L’éclosion de COVID-19 prend de l’ampleur au CHSLD Lionel-Émond, en Outaouais, où à peine 40 % des travailleurs sont vaccinés. Après 48 infections et 7 décès, des familles déplorent la réponse « insuffisante » des autorités à un taux de vaccination du personnel largement en deçà de la moyenne québécoise.

« Quand j’ai appris que l’éclosion venait de travailleurs infectés et que si peu d’entre eux étaient vaccinés, ça m’a hérissé le poil des bras », raconte Suzanne Alary à La Presse. Le 21 février, on lui apprend que sa mère, résidante au CHSLD Lionel-Émond, a contracté la COVID-19, tout juste deux mois après avoir reçu sa première dose du vaccin de Pfizer.

« Quelques jours avant, je parlais à la préposée de ma mère, qui m’a dit qu’elle n’était pas vaccinée. J’ai fait le saut ! Je trouve ça aberrant, témoigne Mme Alary. Quand tu choisis d’être préposée, tu as l’obligation de protéger ton patient. Qu’est-ce que le CISSS attend pour réagir ? » 

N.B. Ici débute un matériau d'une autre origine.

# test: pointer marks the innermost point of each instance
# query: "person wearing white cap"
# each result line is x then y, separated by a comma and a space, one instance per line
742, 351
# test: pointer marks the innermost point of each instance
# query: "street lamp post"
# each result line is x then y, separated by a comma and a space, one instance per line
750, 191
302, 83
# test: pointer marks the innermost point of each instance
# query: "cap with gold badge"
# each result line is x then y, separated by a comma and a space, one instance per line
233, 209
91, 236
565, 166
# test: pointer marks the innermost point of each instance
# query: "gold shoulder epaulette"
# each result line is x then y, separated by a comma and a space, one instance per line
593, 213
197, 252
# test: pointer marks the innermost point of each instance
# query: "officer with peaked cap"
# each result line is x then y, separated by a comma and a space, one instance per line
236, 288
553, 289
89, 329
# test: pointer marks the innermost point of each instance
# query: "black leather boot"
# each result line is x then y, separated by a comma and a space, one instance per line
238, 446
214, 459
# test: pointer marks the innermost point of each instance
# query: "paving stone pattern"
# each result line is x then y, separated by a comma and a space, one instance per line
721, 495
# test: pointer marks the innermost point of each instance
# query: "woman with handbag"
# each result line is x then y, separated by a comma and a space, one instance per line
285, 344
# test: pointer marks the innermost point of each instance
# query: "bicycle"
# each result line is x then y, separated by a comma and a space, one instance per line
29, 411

Selon l’Institut national de santé publique du Québec, des travailleurs auraient introduit le virus dans le centre d’hébergement. Vendredi, l’éclosion s’est propagée dans une autre unité de soins. Depuis le 20 février, 48 résidants du CHSLD Lionel-Émond ont contracté le virus ; 7 personnes y ont succombé, et 20 autres sont rétablies, dont la mère de Suzanne Alary.

Pourquoi ne pas se faire vacciner ?

Le taux de vaccination des travailleurs en CHSLD au Québec est de 76 %, a affirmé le ministre de la Santé et des Services sociaux, Christian Dubé, mardi dernier, lors d’un point de presse. À la résidence Lionel-Émond, il est de 40 %.

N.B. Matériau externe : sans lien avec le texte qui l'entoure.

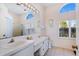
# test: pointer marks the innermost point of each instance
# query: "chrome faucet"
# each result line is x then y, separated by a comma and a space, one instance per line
11, 41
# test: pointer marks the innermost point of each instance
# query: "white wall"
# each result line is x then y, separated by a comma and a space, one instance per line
6, 22
52, 32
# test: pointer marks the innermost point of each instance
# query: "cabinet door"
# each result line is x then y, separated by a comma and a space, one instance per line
29, 51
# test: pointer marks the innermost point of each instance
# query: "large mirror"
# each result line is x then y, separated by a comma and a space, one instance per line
18, 20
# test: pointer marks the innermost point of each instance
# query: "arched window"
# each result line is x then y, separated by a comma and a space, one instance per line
68, 7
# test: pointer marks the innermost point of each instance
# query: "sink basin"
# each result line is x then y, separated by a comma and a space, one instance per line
13, 45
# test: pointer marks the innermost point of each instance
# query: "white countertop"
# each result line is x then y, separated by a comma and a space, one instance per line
23, 43
10, 50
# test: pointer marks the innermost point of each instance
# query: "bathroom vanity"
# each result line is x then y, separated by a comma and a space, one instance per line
23, 47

Peur, désinformation, valeurs personnelles : les raisons qui poussent certains membres du personnel à refuser le vaccin sont nombreuses, remarque Jacques Corbeil, spécialiste en maladies infectieuses et immunitaires et professeur titulaire de l’Université Laval. Selon lui, un facteur sous-évalué est l’indifférence. « Beaucoup de personnes ne se sentent pas concernées par le vaccin, parce qu’elles n’ont pas peur d’attraper la COVID-19. L’idée, c’est de comprendre que ce n’est pas juste pour vous protéger, le vaccin, c’est pour tout le monde. Peut-être que ce concept n’est pas assez bien véhiculé », avance M. Corbeil.

Malgré les appels répétés de la ministre des Aînés et des Proches aidants, Marguerite Blais, pour que le personnel aille se faire vacciner, le taux de vaccination n’a pas bougé entre février et aujourd’hui au CHSLD Lionel-Émond, a appris La Presse.

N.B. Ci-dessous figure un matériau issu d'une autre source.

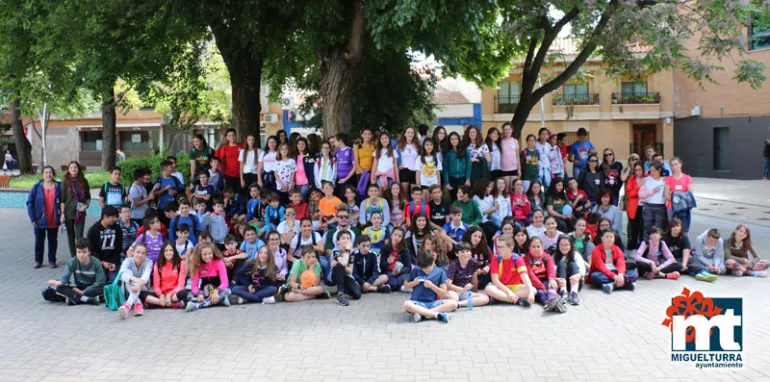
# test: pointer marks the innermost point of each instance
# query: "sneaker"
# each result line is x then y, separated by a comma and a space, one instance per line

« Par contre, plusieurs employés encore non vaccinés ont [manifesté] de l’intérêt à recevoir le vaccin, ce qui pourrait augmenter notre couverture vaccinale », a indiqué par courriel la relationniste du CISSS de l’Outaouais Marie-Pier Després.

Des morts, malgré la vaccination

Cette éclosion dans une résidence vaccinée remet-elle en question l’efficacité du vaccin ? La réponse courte est non.

Rappelez-vous avant l’arrivée des vaccins. Le taux de mortalité était beaucoup plus élevé que celui-ci. Le vaccin a fait tout changé, il a sauvé des vies. J’en suis convaincu.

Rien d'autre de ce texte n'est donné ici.